Details

Autor(en) / Beteiligte

• Kircher, Berenike
• Woltemate, Sabrina
• Gutzki, Frank
• Schlüter, Dirk
• Geffers, Robert
• Bähre, Heike
• Vital, Marius

Titel

Predicting butyrate- and propionate-forming bacteria of gut microbiota from sequencing data

Ist Teil von

• Gut microbes, 2022-12, Vol.14 (1), p.2149019-2149019

Ort / Verlag

United States: Taylor & Francis

Erscheinungsjahr

2022

Quelle

MEDLINE

Beschreibungen/Notizen

• The bacteria-derived short-chain fatty acids (SCFAs) butyrate and propionate play important (distinct) roles in health and disease, and understanding the ecology of respective bacteria on a community-wide level is a top priority in microbiome research. Applying sequence data (metagenomics and 16S rRNA gene) to predict SCFAs production in vitro and in vivo, a clear split between butyrate- and propionate-forming bacteria was detected with only very few taxa exhibiting pathways for the production of both SCFAs.
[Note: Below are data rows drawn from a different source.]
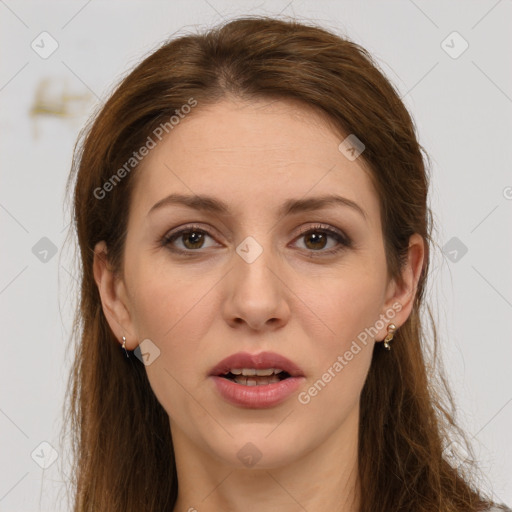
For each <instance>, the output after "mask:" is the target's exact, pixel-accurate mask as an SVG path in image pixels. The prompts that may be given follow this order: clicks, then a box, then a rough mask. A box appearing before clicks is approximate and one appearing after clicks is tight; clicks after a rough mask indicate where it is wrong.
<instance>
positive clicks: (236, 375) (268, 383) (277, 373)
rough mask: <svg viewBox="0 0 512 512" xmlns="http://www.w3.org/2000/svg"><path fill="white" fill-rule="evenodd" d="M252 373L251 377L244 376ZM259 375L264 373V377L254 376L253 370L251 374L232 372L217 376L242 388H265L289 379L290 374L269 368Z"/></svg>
mask: <svg viewBox="0 0 512 512" xmlns="http://www.w3.org/2000/svg"><path fill="white" fill-rule="evenodd" d="M271 370H272V372H271ZM253 372H254V374H253V375H250V374H246V373H253ZM260 373H266V375H256V372H255V371H254V370H253V371H251V372H245V371H243V373H242V370H233V371H229V372H227V373H225V374H223V375H219V377H223V378H224V379H228V380H230V381H232V382H236V383H237V384H242V385H243V386H265V385H268V384H274V383H276V382H281V381H282V380H285V379H288V378H290V374H289V373H288V372H285V371H284V370H277V369H274V368H272V369H270V368H269V369H268V370H266V371H265V372H260Z"/></svg>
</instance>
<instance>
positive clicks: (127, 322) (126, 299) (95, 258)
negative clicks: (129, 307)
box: [93, 241, 137, 350]
mask: <svg viewBox="0 0 512 512" xmlns="http://www.w3.org/2000/svg"><path fill="white" fill-rule="evenodd" d="M93 272H94V280H95V281H96V285H97V286H98V291H99V293H100V297H101V304H102V307H103V313H104V315H105V318H106V319H107V322H108V324H109V326H110V329H111V330H112V332H113V333H114V335H115V336H116V338H117V339H118V340H119V342H120V343H121V340H122V338H123V336H125V337H126V345H125V346H126V348H127V349H128V350H134V349H135V348H136V347H137V339H136V337H135V334H134V333H135V329H134V326H133V323H132V320H131V315H130V312H129V309H128V304H129V303H128V295H127V293H126V287H125V284H124V282H123V280H122V279H121V278H120V277H119V276H118V275H117V274H116V273H115V272H114V270H113V268H112V267H111V265H110V264H109V261H108V257H107V245H106V243H105V242H104V241H101V242H98V243H97V244H96V246H95V248H94V261H93Z"/></svg>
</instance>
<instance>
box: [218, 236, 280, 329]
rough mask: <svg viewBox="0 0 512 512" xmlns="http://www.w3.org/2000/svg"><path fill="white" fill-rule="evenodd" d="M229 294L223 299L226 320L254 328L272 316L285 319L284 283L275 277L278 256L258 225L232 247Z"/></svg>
mask: <svg viewBox="0 0 512 512" xmlns="http://www.w3.org/2000/svg"><path fill="white" fill-rule="evenodd" d="M235 250H236V255H235V258H234V269H233V270H234V271H233V272H232V273H230V274H231V277H230V279H231V281H230V286H229V288H230V290H231V293H230V294H229V298H228V300H227V301H226V303H225V306H226V307H227V309H225V312H226V313H227V319H228V321H233V319H236V321H237V322H239V321H240V319H242V320H244V321H245V322H246V323H247V324H248V325H249V326H251V327H253V328H256V327H257V326H260V327H261V326H263V325H265V324H266V323H267V322H268V321H270V320H272V321H273V324H274V322H275V321H276V320H279V321H280V322H279V323H280V324H281V322H282V321H284V320H287V317H288V314H289V308H288V306H287V304H286V291H285V289H284V284H283V283H282V282H281V279H280V278H279V277H278V275H279V269H278V259H279V258H277V257H276V255H275V251H274V247H273V244H272V237H271V233H269V232H268V230H267V232H266V231H265V229H260V230H259V231H258V233H256V234H254V235H248V236H246V237H245V238H244V239H243V240H242V241H241V242H240V243H239V244H238V245H237V246H236V248H235Z"/></svg>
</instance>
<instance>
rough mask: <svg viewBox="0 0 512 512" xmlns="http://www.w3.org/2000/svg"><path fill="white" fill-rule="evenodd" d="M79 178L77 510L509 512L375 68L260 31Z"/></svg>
mask: <svg viewBox="0 0 512 512" xmlns="http://www.w3.org/2000/svg"><path fill="white" fill-rule="evenodd" d="M74 171H75V172H74V173H72V175H71V176H70V178H74V179H75V183H74V219H75V228H76V232H77V236H78V243H79V247H80V256H81V264H82V270H83V274H82V287H81V303H80V309H79V311H78V312H77V317H76V320H75V332H76V334H77V339H80V343H79V345H78V347H77V355H76V361H75V364H74V368H73V372H72V375H71V379H72V380H71V385H70V391H71V393H70V396H69V400H70V409H69V414H70V419H71V427H72V433H73V436H74V437H73V439H74V441H75V443H74V448H75V457H76V472H75V475H74V477H75V478H74V480H73V485H74V488H75V491H76V500H75V506H74V510H75V511H77V512H78V511H80V512H82V511H93V510H94V511H96V512H103V511H105V512H106V511H108V512H114V511H121V510H122V511H126V510H133V511H139V512H140V511H158V512H161V511H175V512H177V511H186V510H188V511H194V510H197V511H218V510H222V511H228V510H229V511H231V510H233V511H239V510H254V511H268V510H272V511H273V510H279V511H284V512H287V511H295V510H308V511H310V512H313V511H319V510H332V511H334V510H336V511H345V512H356V511H361V512H363V511H364V512H370V511H371V512H390V511H393V512H399V511H400V512H402V511H403V512H411V511H414V512H427V511H428V512H432V511H439V512H449V511H450V512H452V511H457V512H476V511H482V510H491V509H492V507H494V506H496V504H495V503H493V502H492V501H491V500H489V499H486V498H485V497H484V496H483V495H482V494H481V493H480V492H479V491H478V489H476V487H475V486H474V485H473V484H472V481H471V479H470V476H469V474H468V469H469V468H470V464H469V456H468V453H470V449H469V447H467V446H466V448H463V446H465V445H464V439H465V438H464V436H463V435H462V436H460V437H458V438H455V437H448V435H449V434H450V435H451V434H452V433H453V431H454V430H455V432H458V430H457V429H456V426H455V424H454V421H453V418H452V416H451V413H450V408H449V407H448V406H449V405H451V401H450V400H451V397H450V394H449V392H448V391H447V390H445V388H444V387H443V386H442V385H440V384H436V382H437V380H436V379H435V378H434V377H435V376H434V375H431V374H430V373H429V372H428V371H427V368H430V367H432V364H430V363H428V362H427V361H426V359H425V358H424V357H425V356H426V354H424V353H423V350H425V349H424V347H425V345H426V343H427V341H426V340H425V336H424V334H423V328H424V326H423V325H422V321H421V318H420V313H421V311H422V309H423V294H424V289H425V286H426V279H427V275H428V264H429V250H430V244H431V230H432V222H431V217H430V210H429V208H428V207H427V191H428V176H427V172H426V169H425V166H424V162H423V158H422V148H421V146H420V145H419V143H418V141H417V139H416V134H415V129H414V124H413V121H412V120H411V117H410V116H409V114H408V112H407V111H406V109H405V107H404V105H403V104H402V102H401V101H400V98H399V96H398V95H397V93H396V91H395V90H394V88H393V87H392V86H391V85H390V83H389V82H388V81H387V80H386V78H385V77H384V76H383V74H382V73H381V72H380V71H379V70H378V68H377V66H376V64H375V63H374V62H373V61H372V59H371V57H370V55H368V53H367V52H366V51H365V50H364V49H362V48H361V47H359V46H358V45H356V44H354V43H352V42H350V41H348V40H345V39H342V38H340V37H338V36H336V35H334V34H331V33H329V32H327V31H325V30H323V29H321V28H318V27H313V26H307V25H305V24H301V23H297V22H294V21H280V20H275V19H270V18H255V17H254V18H244V19H238V20H235V21H231V22H229V23H227V24H225V25H223V26H221V27H218V28H216V29H214V30H211V31H209V32H207V33H205V34H201V35H187V36H183V37H180V38H177V39H175V40H172V41H170V42H168V43H166V44H164V45H163V46H162V47H161V48H160V49H158V50H157V51H156V52H154V53H153V54H152V55H150V56H149V57H147V58H146V59H145V60H144V61H143V62H142V63H141V64H140V65H139V66H137V68H136V69H134V70H133V71H132V72H131V73H130V74H129V75H128V76H127V77H126V78H125V79H124V80H123V81H122V83H121V84H120V85H119V86H118V88H117V90H116V91H115V92H114V93H113V95H112V96H111V98H110V99H109V100H108V101H107V102H106V104H105V105H104V106H103V108H102V109H101V111H100V112H99V113H98V114H97V116H96V117H95V119H94V120H93V122H92V124H91V126H90V128H89V129H88V131H87V133H86V136H85V137H84V139H83V141H82V144H81V146H80V150H79V151H77V154H76V157H75V165H74ZM70 185H71V181H70V182H69V183H68V186H70ZM434 333H435V329H434ZM434 338H435V336H434ZM434 341H435V340H434ZM127 356H128V357H127ZM439 382H441V383H442V382H444V381H443V380H442V379H441V380H440V381H439ZM444 392H446V393H445V394H443V393H444ZM447 403H448V405H447ZM447 440H453V442H449V441H447ZM459 452H462V453H463V454H465V456H464V457H463V458H464V460H461V459H460V458H458V455H457V454H458V453H459ZM494 510H498V509H494Z"/></svg>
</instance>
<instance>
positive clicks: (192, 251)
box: [160, 224, 352, 257]
mask: <svg viewBox="0 0 512 512" xmlns="http://www.w3.org/2000/svg"><path fill="white" fill-rule="evenodd" d="M191 232H199V233H203V234H206V235H208V236H209V237H211V238H213V236H212V235H211V234H210V233H209V232H208V231H207V230H205V229H202V228H201V227H200V226H197V225H190V226H185V227H184V228H183V229H180V230H179V231H176V232H174V233H169V234H166V235H165V236H164V237H163V238H162V239H161V240H160V244H161V245H162V246H164V247H167V248H168V249H169V250H170V251H172V252H174V253H177V254H181V255H187V256H192V255H193V254H194V253H196V252H199V251H200V249H188V250H183V249H177V248H176V247H171V244H172V242H174V241H175V240H176V239H178V238H179V237H180V236H182V235H184V234H187V233H191ZM312 233H322V234H326V235H328V236H331V237H332V238H334V239H335V240H336V242H338V246H337V247H335V248H332V249H329V250H327V251H324V250H321V249H319V250H318V251H314V250H309V252H310V253H311V254H310V256H311V257H319V256H320V257H321V256H330V255H334V254H337V253H339V252H340V251H342V250H344V249H348V248H350V247H352V241H351V240H350V238H348V237H347V236H346V235H344V234H342V233H341V232H338V231H335V230H334V229H332V228H329V227H327V226H325V225H322V224H316V225H314V226H311V227H308V228H307V229H305V230H302V231H301V232H300V234H299V235H298V236H297V238H296V239H295V240H298V239H299V238H301V237H304V236H306V235H309V234H312ZM306 250H307V249H306ZM316 253H320V254H316Z"/></svg>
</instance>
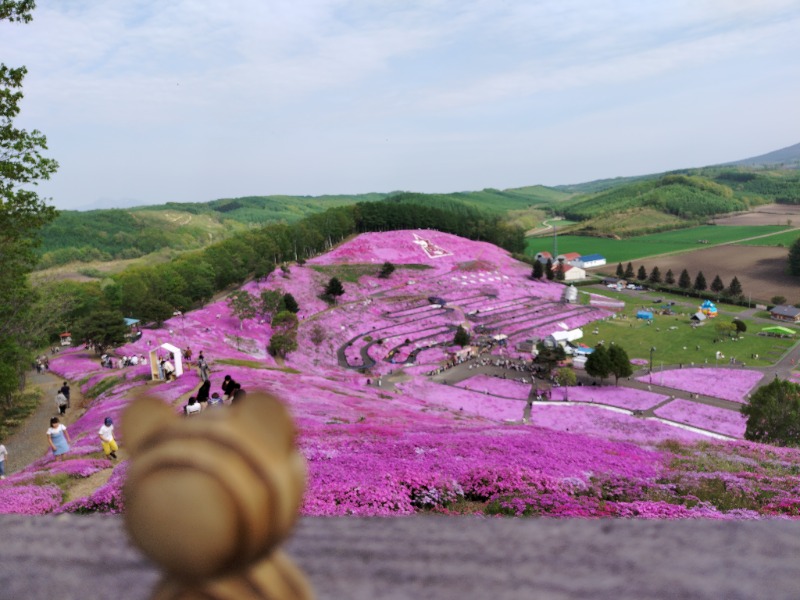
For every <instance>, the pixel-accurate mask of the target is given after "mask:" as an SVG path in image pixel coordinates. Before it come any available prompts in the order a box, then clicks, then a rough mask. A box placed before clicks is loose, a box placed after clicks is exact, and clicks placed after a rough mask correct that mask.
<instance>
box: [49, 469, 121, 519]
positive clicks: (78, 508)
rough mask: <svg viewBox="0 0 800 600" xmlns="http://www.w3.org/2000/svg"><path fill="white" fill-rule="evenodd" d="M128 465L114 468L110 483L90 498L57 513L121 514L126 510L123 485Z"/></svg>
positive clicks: (69, 503) (109, 482)
mask: <svg viewBox="0 0 800 600" xmlns="http://www.w3.org/2000/svg"><path fill="white" fill-rule="evenodd" d="M127 469H128V463H127V462H122V463H120V464H118V465H117V466H116V467H115V468H114V472H113V473H112V474H111V477H109V479H108V481H107V482H106V483H105V484H103V485H101V486H100V487H99V488H97V489H96V490H95V491H94V492H92V493H91V494H89V496H86V497H83V498H78V499H76V500H73V501H71V502H68V503H66V504H64V505H63V506H61V507H60V508H59V509H58V510H57V511H56V512H60V513H63V512H72V513H92V512H107V513H120V512H122V511H123V509H124V508H125V503H124V498H123V496H122V484H123V482H124V481H125V473H126V471H127Z"/></svg>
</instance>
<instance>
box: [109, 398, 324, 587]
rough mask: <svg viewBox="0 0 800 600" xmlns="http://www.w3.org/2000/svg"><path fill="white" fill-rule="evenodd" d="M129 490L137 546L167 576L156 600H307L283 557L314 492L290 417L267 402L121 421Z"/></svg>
mask: <svg viewBox="0 0 800 600" xmlns="http://www.w3.org/2000/svg"><path fill="white" fill-rule="evenodd" d="M122 429H123V437H124V440H125V445H126V446H127V448H128V449H129V451H130V453H131V460H130V464H129V467H128V473H127V478H126V481H125V485H124V488H123V492H124V502H125V523H126V527H127V529H128V532H129V534H130V536H131V538H132V540H133V542H134V543H135V544H136V545H137V546H138V547H139V548H140V549H141V550H142V551H143V552H144V553H145V554H146V555H147V556H148V557H149V558H150V559H151V560H152V561H153V562H155V563H156V564H157V565H158V566H159V567H160V568H161V569H162V570H163V571H164V573H165V575H164V578H163V579H162V581H161V582H160V583H159V585H158V587H157V588H156V590H155V591H154V593H153V598H154V599H157V600H166V599H176V600H177V599H178V598H180V599H188V598H219V599H228V598H230V599H231V600H234V599H236V600H239V599H245V600H247V599H253V600H261V599H266V598H271V599H280V600H290V599H292V600H293V599H299V600H306V599H310V598H313V592H312V590H311V587H310V585H309V584H308V582H307V581H306V579H305V577H304V576H303V574H302V572H300V571H299V569H297V568H296V567H295V566H294V565H293V564H292V562H291V561H290V560H289V559H288V558H287V557H286V556H285V555H283V554H282V553H281V552H280V551H279V550H278V549H277V548H278V546H279V545H280V544H281V543H282V542H283V541H284V540H285V539H286V537H287V536H288V535H289V532H290V531H291V529H292V527H293V525H294V523H295V521H296V518H297V512H298V509H299V507H300V503H301V501H302V496H303V491H304V489H305V480H306V467H305V460H304V459H303V457H302V455H301V454H300V453H299V452H298V450H297V448H296V446H295V430H294V426H293V424H292V421H291V419H290V417H289V414H288V411H287V410H286V408H285V407H284V406H283V404H281V403H280V402H279V401H278V400H277V399H275V398H273V397H272V396H268V395H266V394H260V393H252V394H248V396H247V398H246V400H245V401H243V402H241V403H239V404H235V405H232V406H230V407H225V409H224V410H216V411H208V412H203V413H201V414H200V415H199V416H197V417H195V418H192V419H186V418H184V417H182V416H180V415H177V414H175V413H174V411H173V409H172V408H170V407H169V406H168V405H166V404H164V403H163V402H162V401H160V400H157V399H155V398H149V397H145V398H139V399H137V400H136V401H135V402H133V403H132V404H131V406H129V407H128V409H127V410H126V411H125V413H124V415H123V419H122Z"/></svg>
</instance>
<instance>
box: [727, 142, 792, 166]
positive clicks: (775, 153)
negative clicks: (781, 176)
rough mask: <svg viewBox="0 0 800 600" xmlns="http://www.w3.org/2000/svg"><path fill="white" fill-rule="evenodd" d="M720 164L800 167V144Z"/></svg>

After in vitro growth of fecal communities from distinct donors (n = 8) on different substrates (n = 7), abundances of bacteria exhibiting pathways correlated with respective SCFA concentrations, in particular in the case of butyrate. For propionate, correlations were weaker, indicating that its production is less imprinted into the core metabolism compared with butyrate-forming bacteria. Longitudinal measurements in vivo (n = 5 time-points from 20 subjects) also revealed a correlation between abundances of pathway-carrying bacteria and concentrations of the two SCFAs. Additionally, lower bacterial cell concentrations, together with higher stool moisture, promoted overall bacterial activity (measured by flow cytometry and coverage patterns of metagenome-assembled genomes) that led to elevated SCFA concentrations with over-proportional levels of butyrate. Predictions on pathway abundances based on 16S rRNA gene data using our in-house database worked well, yielding similar results as metagenomic-based analyses. Our study indicates that stimulating growth of butyrate- and propionate-producing bacteria directly leads to more production of those compounds, which is governed by two functionally distinct bacterial groups facilitating the development of precision intervention strategies targeting either metabolite.